Tyle że w przeciwieństwie do radnych PiS-u i Wodeckiej nie widzę tutaj dylematu albo – albo. 90 tysięcy w budżecie takiego miasta jak Wrocław to grosze i nic nie stoi na przeszkodzie, by drugie 90 tysięcy przeznaczyć na stypendia dla trojga wrocławskich pisarzy. No, może poza takimi wydatkami jak 60-tysięczna premia dla prezesa aquaparku za „wyśmienite wyniki” (tak brzmiało uzasadnienie) w postaci ponaddwumilionowej straty. A że na takie wydatki Dutkiewicz i jego urzędasy muszą mieć, to wrocławscy pisarze za jego kadencji gówno zobaczą, a nie stypendia twórcze. O czym symbolicznie będą przypominać im psie odchody, których potrzeby posprzątania dbający o kulturę Dutkiewicz nie widzi.

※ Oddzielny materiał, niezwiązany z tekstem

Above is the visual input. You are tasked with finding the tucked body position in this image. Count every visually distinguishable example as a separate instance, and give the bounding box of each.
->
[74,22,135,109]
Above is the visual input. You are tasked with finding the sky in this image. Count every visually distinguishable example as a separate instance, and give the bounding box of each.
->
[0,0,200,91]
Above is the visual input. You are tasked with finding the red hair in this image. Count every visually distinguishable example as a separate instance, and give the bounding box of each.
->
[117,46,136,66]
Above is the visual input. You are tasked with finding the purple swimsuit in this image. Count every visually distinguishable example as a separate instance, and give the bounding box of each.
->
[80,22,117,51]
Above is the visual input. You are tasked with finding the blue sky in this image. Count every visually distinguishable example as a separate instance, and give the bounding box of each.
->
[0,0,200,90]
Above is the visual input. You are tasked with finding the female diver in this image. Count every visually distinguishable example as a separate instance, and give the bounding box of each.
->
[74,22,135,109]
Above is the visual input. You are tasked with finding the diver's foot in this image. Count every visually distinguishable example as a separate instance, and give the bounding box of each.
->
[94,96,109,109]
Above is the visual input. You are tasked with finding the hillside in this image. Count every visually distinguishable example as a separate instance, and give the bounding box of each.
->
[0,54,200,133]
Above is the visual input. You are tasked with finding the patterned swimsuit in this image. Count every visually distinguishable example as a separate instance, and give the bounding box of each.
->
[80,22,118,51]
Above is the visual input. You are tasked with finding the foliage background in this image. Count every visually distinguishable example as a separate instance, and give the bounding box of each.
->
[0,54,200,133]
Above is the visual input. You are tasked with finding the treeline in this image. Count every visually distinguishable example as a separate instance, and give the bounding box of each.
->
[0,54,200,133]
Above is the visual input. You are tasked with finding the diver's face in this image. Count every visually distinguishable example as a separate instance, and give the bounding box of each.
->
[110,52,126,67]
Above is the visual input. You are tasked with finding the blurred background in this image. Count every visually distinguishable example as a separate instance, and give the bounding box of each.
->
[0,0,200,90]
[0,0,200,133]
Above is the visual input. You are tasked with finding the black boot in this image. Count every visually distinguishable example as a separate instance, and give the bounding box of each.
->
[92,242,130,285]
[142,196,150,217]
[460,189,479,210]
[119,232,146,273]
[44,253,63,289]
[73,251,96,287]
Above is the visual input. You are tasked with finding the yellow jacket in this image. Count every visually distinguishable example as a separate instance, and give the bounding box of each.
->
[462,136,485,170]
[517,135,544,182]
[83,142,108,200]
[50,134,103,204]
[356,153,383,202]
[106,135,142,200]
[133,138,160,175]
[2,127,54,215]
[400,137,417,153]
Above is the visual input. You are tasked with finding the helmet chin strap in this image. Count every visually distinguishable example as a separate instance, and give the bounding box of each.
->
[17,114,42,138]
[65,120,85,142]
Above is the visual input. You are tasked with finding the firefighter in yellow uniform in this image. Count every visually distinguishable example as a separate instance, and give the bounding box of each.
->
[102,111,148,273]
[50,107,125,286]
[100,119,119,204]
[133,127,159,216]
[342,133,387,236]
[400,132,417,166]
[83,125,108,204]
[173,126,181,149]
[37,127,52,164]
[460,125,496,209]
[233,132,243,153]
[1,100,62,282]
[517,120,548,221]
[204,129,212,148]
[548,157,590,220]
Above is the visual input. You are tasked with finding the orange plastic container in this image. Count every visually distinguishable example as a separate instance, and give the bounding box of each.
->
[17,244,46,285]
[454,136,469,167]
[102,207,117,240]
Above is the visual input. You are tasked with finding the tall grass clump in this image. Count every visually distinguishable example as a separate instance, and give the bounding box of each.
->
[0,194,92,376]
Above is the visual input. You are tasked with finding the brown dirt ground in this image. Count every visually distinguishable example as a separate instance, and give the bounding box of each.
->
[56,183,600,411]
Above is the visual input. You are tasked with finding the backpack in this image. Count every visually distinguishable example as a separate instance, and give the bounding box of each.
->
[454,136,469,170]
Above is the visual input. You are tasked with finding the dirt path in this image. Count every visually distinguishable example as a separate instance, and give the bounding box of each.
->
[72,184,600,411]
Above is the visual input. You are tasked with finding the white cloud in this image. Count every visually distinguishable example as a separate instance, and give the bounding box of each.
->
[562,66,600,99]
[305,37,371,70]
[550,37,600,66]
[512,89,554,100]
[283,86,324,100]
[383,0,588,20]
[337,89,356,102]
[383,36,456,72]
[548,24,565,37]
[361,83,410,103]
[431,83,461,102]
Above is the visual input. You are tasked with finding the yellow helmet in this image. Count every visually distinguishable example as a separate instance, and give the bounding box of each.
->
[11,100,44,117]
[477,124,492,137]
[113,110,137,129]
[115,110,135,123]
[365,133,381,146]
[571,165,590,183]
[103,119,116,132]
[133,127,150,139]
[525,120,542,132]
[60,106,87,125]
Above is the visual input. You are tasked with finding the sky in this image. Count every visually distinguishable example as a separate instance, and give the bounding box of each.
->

Ale mam pomysł. O pobyt może ubiegać się pisarz zagrożony atakiem fizycznym oraz skazaniem „na więzienie za swoją twórczość przez władze kraju, w którym mieszka”. Jak nic spełniam oba warunki. Marta Grzebuła niedwuznacznie zagroziła mi w swojej powieści, że mogę mieć obitą mordę, a uwagi moich bohaterów bez wątpienia wypełniają znamiona przestępstwa obrazy uczuć religijnych, za co grożą dwa lata paki. Wystąpię więc z wnioskiem, żeby Wrocław udzielił mi schronienia. Nawet będę tańszy, bo dolecieć nie muszę, mieszkać mam gdzie i polski też już znam.
" I nawet nieważne, że kiedyś byliśmy w takiej sytuacji, że sami potrzebowaliśmy pomocy. Skandynawowie nie byli, a pomagają. "
OdpowiedzUsuńMówi coś panu nazwisko Vidkun Quisling? Niech no zgadnę - teraz już mówi, bo jest Wikipedia.
Ja zawsze jestem zszokowany w takich sytuacjach, przede wszystkim własnym zdziwieniem. Niby człowiek wie, że istnieje w naszym kraju prawdziwa, głęboka, konkretna zapaść cywilizacyjna, że masowo dajemy dyplomy ukończenia piątej klasy szkoły podstawowej (bo dostał pan kiedyś taki, prawda?) ludziom, którzy gdyby nie radziecka okupacja to przenigdy by ich dostać nie mogli, ale zawsze, gdy spotykam się takim człowiekiem, choćby tylko netowo, to jestem na początku na serio zdziwiony.
Awdar
Chce pan twierdzić, że działania rządu zależnego od okupanta w okresie wojny i prześladowanie pisarzy przez totalitarny rząd danego kraju to jest ta sama kategoria? Może pan sobie twierdzić, nie będzie to pierwsza wygłoszona przez pana bzdura. Ale skoro nie potrafi pan tej bzdury przedłożyć normalnie w formie argumentu, tylko od razu posuwa się do personalnej napaści i chce mnie prezentować w swoich komentarzach jako nieuka i kretyna, to zakończył pan swoją karierę na moim blogu. Wszystkie pańskie dalsze komentarze albo te, które zidentyfikuję jako pańskie, będę kasował.